We are all familiar with red tape. Policies relative to services to persons with disabilities has more than its’ share. Here are a few examples:
A man with multiple disabilities and medical issues draws Social Security as disabled adult child claim of his deceased father. He is not eligible for Supplemental Security Income (which is an entitlement not a claim someone has paid into from employment) because he makes too much money from the claim his father paid into until his death. Eligibility for approximately $5,000 a month of in-home services to assist with his care and the state health plan, requires he be eligible for SSI (he doesn’t have to receive it just be eligible). In order to do that he is going to be asked to give the state the difference between his present Social Security benefit and what he would receive on SSI. He lives at home with mother and stepfather who struggle to cover his expenses not covered by other programs. Since he requires substantial care from his mother over and above the in-home services it would not be possible for his mother to work away from home to replace the lost income the state will require.

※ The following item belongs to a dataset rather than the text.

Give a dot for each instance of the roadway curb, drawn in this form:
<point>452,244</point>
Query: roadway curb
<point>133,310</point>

The above man requires supervision 24 hours a day. If placed outside of his mother’s home he would need a very specialized program that could easily cost $20,000 per month. To conform to policy and save approximately $500 month taxpayers could pay out as much $15,000 a month more than the $5,000 they are presently paying.
If a disabled person meets a future mate, marriage is very difficult because benefits that are vital to his or her survival may be threatened. In reality, if two disabled people were to marry the need for in-home supports and other services may be reduced because they could share supports. In addition, to the allowing the couple to experience the same joy many people choose, it could actually save the taxpayers money to change policies and cut red tape.
Part time work can add quality to the lives of a person with disabilities together with contributing to the community. The policies and red tape make juggling a part time job very difficult.
Perhaps looking at inflexible policies and red tape would save the taxpayers money and reduce the frustration in obtaining appropriate services for a person with disabilities.